There’s a great essay on academic commons, Multimedia as Composition: Research, Writing and Creativity.
The part that may be most valuable for professors considering assigning such a project is the short list of recommended techniques:
- pitching (where ideas are presented to the professor or class for feedback)
- storyboarding (the visual equivalent of outlining)
- drafting (early projects that get feedback)
- peer evaluation
- group work (so students can supplement each others’ skills)
- revising (to promote the idea that the project’s quality is more important than the grade)
The essay is practical and concise. Well worth the time to read. If you’re just getting started reading blogs and using rss readers such as Bloglines or Google Reader, the Academic Commons is a great blog to get you started.
Europeana aims to gather and digitized the collections of some of Europe’s largest libraries, archives, and museums. Their website is still in beta; however, the collection is already quite extensive.

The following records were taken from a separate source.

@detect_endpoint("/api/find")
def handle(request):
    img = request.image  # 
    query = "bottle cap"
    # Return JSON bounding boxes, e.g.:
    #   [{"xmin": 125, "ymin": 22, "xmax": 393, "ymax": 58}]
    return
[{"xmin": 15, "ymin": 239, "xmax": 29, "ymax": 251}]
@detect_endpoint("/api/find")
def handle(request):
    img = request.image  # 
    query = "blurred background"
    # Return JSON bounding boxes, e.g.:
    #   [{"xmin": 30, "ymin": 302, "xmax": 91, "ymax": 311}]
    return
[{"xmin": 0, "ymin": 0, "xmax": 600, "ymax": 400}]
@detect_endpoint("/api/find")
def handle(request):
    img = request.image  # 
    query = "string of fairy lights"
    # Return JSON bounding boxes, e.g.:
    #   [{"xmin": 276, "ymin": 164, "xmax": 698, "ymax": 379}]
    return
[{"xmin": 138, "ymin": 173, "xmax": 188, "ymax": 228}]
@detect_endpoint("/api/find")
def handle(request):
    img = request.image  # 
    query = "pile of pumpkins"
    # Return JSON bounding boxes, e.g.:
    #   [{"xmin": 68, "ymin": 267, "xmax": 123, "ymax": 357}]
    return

It’s well worth the time to do some quick searches to see what resources are available. The images are not of the same quality that you would find in our Artstor subscription (http://library.artstor.org/library/welcome.html), though the collection itself is larger and includes audio and video as well.
Other sources you may be interested in:
- Flickr (Photo sharing site. Most images in creative commons. High quality photos, everyday life)
- ccMixter (Repository for music, most of which is generously licensed under a Creative Commons. Great for Podcast intro music etc.)
- Creative Commons Search (Search several popular web resources for creative commons resources)
- Blip TV (similar to YouTube, but much smaller and higher quality video)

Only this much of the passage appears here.